"""
567. Permutation in String

https://leetcode.com/problems/permutation-in-string

NOTES
  * Use a sliding window.

I tried to get fancy with this one and use bitwise operations. This failed.
Just use a hash map or, better still, an array of size 26 (one index for each
character).
"""

from collections import Counter


class Solution:
    def checkInclusion(self, s1: str, s2: str) -> bool:
        left, right = 0, len(s1)

        # Create a mapping of character -> frequency.
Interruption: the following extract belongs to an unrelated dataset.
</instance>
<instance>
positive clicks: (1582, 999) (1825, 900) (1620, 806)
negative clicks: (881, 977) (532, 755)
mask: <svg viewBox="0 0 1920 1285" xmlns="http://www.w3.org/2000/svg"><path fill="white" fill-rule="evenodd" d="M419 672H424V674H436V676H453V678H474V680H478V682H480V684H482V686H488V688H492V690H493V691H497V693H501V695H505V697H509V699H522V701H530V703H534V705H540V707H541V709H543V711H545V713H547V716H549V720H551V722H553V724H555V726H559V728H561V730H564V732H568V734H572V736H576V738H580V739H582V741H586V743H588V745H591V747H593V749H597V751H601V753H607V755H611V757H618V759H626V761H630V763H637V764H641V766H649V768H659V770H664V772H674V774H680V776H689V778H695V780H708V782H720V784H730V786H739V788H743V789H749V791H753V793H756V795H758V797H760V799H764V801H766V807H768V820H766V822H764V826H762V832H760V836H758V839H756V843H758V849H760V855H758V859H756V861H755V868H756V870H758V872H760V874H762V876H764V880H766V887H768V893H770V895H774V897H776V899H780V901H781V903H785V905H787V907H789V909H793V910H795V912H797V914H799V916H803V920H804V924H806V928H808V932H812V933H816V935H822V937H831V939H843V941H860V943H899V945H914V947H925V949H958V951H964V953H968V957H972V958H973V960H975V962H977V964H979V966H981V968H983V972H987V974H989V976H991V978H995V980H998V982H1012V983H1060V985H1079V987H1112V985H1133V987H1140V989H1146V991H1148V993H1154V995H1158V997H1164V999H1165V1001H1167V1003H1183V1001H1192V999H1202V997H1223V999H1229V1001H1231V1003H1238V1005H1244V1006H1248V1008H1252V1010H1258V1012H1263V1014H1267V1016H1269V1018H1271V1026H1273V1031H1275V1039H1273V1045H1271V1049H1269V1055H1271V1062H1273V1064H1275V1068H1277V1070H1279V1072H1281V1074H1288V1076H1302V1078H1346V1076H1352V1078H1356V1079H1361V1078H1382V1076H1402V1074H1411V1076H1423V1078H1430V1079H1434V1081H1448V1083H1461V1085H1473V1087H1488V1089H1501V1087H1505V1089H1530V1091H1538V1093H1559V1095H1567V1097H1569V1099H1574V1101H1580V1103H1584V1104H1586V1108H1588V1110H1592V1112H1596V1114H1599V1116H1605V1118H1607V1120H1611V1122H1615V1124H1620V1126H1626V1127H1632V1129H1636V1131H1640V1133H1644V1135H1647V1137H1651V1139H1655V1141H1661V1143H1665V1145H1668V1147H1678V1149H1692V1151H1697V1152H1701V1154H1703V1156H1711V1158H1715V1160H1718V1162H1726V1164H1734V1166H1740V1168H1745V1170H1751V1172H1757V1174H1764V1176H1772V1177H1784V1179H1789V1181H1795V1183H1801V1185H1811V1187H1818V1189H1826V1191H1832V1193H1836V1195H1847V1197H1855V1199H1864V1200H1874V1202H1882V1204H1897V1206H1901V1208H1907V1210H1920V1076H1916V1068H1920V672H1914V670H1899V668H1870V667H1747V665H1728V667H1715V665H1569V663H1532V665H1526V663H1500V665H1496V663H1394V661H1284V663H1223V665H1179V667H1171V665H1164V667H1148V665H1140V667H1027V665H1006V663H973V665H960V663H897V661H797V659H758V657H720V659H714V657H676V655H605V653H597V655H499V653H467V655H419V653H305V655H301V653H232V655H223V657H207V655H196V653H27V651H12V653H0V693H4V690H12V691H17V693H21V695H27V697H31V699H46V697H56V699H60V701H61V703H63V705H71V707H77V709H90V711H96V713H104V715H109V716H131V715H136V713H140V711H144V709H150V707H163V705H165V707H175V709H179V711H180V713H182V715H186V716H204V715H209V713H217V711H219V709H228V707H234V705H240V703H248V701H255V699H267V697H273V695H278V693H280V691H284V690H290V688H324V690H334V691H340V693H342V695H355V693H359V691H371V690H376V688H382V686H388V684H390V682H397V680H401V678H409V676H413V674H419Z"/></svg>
Here, it is advantageous
        # to use an instance of Counter, however an ordinary dict would work
        # just as well.
        s1_counter: Counter[str] = Counter(s1)
        s2_counter: Counter[str] = Counter(s2[: len(s1)])

        while right < len(s2):
            if s1_counter == s2_counter:
                return True
            s2_counter[s2[right]] += 1
            right += 1
            s2_counter[s2[left]] -= 1
            left += 1

        # Add final equality check.
        return s1_counter == s2_counter


class ArraySolution:
    def checkInclusion(self, s1: str, s2: str) -> bool:
        def offset(c: str) -> int:
            return ord(c) - ord("a")

        left, right = 0, len(s1)

        # Use an array of size 26. NOTE: In order to offset a character so that
        # it is between 0 and 25, use:
        #
        #   ord(c) - ord('a')
        s1_counter: list[int] = [0] * 26
        s2_counter: list[int] = [0] * 26

        for i in range(len(s1)):
            s1_counter[offset(s1[i])] += 1

        for i in range(len(s1)):
            s2_counter[offset(s2[i])] += 1

        while right < len(s2):
            if s1_counter == s2_counter:
                return True
            s2_counter[offset(s2[right])] += 1
            right += 1
            s2_counter[offset(s2[left])] -= 1
            left += 1

        # Add final equality check.
        return s1_counter == s2_counter